Fig. 6. P3 induces proinflammatory cytokines in CD8+ human T-cells and in vivo in mice.

a Human PBMCs were incubated with peptide 3 for 6 days, and CD8 + T-cells were isolated (n = 3). Total RNA was extracted, followed by RT-PCR analysis. Expression of inflammatory cytokines IL6 and IL1b in peptide 3-treated cells. Cytokine mRNA levels were measured by real-time PCR, then normalized to the level of human 18S mRNA. Data are presented with fold change differences as compared with control sample. Data represents the mean ± SEM of technical duplicate. p ≤ 0.05 *, p ≤ 0.01 **. b Schematic representation of in vivo experiment. C57BL/6 mice were injected with P3 or SEB once a week for 3 weeks. At the end of experiment, spleen was harvested after 1 week of last injection for investigation. The mRNA levels of cytokines (IFNg, TNFa, IL6, GzmB, IL1b) in spleen of experimental mice were measured by real-time PCR, then normalized to the level of housekeeping gene b-actin. Data are presented fold change differently as compared with control sample. The significant differences were compared between P3-treated mice or SEB-treated mice with control group (no peptide treatment). c Secretion protein levels of IFNg, GzmB, IL1b, IL6, TNFa cytokines in splenocytes of mice immunized with peptide 3 or SEB. The levels of cytokines were determined by using flow cytometry, showing the percentage of CD8 + T-cell expressing each cytokine. Data was analyzed and presented as mean ± SEM from 5 mice in CTL group, n = 4 mice in P3-injected group, and n = 5 in SEB-injected group; significant at p ≤ 0.01 ** and p ≤ 0.001 ****.

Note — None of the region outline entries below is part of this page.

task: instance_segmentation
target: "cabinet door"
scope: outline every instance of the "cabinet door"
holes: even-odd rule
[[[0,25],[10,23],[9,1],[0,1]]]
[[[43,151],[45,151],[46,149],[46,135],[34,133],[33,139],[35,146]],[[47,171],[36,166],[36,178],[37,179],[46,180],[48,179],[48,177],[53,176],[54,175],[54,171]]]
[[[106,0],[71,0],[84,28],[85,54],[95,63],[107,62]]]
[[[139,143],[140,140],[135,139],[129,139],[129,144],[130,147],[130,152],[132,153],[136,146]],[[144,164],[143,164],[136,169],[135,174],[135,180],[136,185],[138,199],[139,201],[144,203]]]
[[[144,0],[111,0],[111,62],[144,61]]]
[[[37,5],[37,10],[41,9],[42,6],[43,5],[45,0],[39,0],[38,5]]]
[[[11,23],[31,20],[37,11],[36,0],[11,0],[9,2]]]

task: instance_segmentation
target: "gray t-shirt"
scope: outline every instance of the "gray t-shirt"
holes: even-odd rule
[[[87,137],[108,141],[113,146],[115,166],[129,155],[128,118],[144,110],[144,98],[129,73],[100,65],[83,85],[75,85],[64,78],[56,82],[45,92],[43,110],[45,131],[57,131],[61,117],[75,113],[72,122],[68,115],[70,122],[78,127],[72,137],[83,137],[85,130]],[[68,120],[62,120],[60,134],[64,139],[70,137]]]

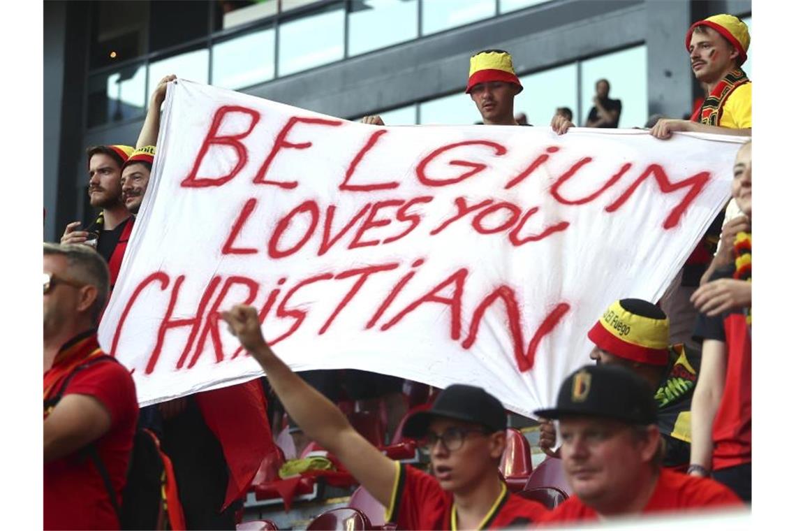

Fig. 7. TCR profiling of S2-derived peptide-activated CD8 + T-cells.

Human PBMCs were isolated from peripheral blood of three healthy donors and were incubated with peptide 3. After 6 days, CD8 + T-cells were isolated and followed the TCR repertoire profiling. Gini-Simpson (a), D50 diversity (b), and Gini diversity (c) significance analysis were performed to compare the diversity of TCR repertoires between CTL and P3-treated cells. d, e The concatenated TCR repertoire NGS results from 3 human PBMCs donors were analysed with packages dplyr and tidyr in the environment of R (4.4.1). Co-expressing α and β chain clones by three individuals were counted for clonal fraction and diversity analyse. Top 10 expressing clones for TRVA and TRVB were visualized with ggplot.c. d Common and distant repertoire results for the TCR-alpha chain. e Common and distant repertoire results for the TCR-beta chain. Data was analyzed and presented as mean ± SEM from 3 healthy human PBMCs donors.